How Regenerative Medicine Works

Regenerative medicine aims to replace tissues that have been damaged due to congenital issues, disease or trauma. While regenerative medicine includes tissue engineering, it also focuses on supporting the body’s ability to heal itself. This article will explain how regenerative medicine works.

How does regenerative medicine work?

Regenerative medicine helps the body to use its own systems to rebuild tissues and organs. Sometimes foreign biological material is used to help with this process. Health practitioners in this field focus on cures instead of treatments for chronic diseases.

Some antibiotics, like Cipro, can cause damage to your cells. Cipro side effects include tiredness, stomach pain and vomiting. Some people may even develop severe tendonitis after using Cipro. These chronic tendon problems take place because Cipro inhibits an enzyme that your cells need. Regenerative medicine can help in these cases.

Working To Mend Damaged Tissues

Researchers work to build an extra-cellular matrix from proteins, plastics, and a wide array of other possible sources. This matrix or scaffold allows cells with a combination of growth factors to be introduced. If the environment is ideal, a tissue will develop.

This process has been used to bioengineer tissues for organs such as the heart, liver and kidneys. Researchers hope to eventually be able to construct scaffolds from tissue that have been discarded by the patient during surgery and use that to build organs that their body would not reject. For example, they are working on helping thousands of patients with kidney disease by being able to regenerate new kidneys from the patient’s original cells.

Current Successes

Currently, regenerative medicine has helped patients with a wide range of medical conditions. Small arteries have been implanted successfully. So have supplemental bladders and cartilage. Many of these procedures are costly and some are still in the early stages, so they’re not always available at a clinic near you.
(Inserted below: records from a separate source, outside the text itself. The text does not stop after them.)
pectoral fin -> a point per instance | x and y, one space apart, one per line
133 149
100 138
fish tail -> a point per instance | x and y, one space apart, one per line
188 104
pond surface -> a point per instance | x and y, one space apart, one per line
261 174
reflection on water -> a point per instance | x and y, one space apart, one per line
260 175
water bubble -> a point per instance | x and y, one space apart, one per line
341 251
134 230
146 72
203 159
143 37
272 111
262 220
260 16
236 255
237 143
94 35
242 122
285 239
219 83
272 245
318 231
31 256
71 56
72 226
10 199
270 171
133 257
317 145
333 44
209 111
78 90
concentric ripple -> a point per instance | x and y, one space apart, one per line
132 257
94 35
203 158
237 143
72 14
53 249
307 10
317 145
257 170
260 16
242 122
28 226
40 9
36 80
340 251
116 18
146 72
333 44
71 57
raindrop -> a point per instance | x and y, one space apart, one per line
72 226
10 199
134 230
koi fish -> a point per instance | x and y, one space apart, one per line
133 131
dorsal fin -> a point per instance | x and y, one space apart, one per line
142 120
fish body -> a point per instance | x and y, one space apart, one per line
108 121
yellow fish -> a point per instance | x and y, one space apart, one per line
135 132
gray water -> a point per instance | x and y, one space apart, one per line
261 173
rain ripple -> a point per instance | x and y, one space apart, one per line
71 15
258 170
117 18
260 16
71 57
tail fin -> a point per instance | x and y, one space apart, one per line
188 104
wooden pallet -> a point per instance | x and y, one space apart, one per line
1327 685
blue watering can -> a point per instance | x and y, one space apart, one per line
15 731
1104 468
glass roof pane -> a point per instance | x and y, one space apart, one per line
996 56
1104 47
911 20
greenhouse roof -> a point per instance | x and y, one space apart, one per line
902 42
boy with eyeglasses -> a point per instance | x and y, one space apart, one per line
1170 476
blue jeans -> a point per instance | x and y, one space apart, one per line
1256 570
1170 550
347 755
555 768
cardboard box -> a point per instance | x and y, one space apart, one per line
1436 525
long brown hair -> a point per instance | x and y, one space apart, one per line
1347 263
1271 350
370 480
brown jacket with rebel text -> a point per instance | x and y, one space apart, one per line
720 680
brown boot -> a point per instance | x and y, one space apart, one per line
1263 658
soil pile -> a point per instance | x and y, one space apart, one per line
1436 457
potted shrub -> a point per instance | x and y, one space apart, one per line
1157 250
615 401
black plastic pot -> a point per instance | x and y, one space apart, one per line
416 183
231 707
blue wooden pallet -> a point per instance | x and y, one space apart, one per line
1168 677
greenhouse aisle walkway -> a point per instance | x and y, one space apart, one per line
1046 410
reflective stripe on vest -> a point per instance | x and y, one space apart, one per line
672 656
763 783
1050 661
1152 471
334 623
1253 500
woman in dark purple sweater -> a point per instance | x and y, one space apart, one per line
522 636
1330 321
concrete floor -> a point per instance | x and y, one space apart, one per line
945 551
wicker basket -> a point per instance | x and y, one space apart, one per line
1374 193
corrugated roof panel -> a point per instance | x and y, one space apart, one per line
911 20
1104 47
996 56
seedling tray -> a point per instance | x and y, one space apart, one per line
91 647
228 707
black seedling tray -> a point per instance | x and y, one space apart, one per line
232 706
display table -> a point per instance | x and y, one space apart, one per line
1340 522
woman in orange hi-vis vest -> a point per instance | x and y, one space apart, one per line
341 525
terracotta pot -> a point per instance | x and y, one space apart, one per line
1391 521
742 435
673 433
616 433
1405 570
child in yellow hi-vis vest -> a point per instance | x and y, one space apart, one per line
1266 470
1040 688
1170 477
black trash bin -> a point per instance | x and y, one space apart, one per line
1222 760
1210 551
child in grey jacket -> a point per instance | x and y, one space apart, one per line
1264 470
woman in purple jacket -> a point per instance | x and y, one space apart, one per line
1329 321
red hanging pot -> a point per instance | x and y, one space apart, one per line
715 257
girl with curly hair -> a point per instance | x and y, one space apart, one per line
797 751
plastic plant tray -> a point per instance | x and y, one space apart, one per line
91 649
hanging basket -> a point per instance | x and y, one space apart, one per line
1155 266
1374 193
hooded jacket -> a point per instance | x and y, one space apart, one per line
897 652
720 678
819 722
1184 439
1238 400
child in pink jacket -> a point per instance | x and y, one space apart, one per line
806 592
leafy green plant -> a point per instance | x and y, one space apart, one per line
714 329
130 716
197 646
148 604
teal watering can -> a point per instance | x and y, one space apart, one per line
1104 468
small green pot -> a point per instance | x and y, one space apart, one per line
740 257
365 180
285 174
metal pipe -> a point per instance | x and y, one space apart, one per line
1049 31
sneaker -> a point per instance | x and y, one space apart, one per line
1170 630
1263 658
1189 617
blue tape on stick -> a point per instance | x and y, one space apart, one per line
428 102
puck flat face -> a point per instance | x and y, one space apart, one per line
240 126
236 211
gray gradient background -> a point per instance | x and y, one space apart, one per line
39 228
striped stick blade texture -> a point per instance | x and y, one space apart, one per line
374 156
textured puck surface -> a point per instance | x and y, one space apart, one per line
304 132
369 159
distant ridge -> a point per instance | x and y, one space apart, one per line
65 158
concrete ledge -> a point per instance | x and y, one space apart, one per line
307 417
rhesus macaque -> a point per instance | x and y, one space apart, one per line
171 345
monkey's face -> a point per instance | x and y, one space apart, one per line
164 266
The results that have been seen with cartilage provide fresh hope for people who have bum knees. Cartilage has always been difficult to repair because it doesn’t have its own blood supply to help with regeneration. A biological gel can now be injected into the knee after microfracture surgery, in order to help cartilage heal.

All patients who have had this new method of treatment experienced less pain six months after their surgery. This is in sharp contrast to the majority of microfracture patients, who return to their original level of pain within six months after their surgery.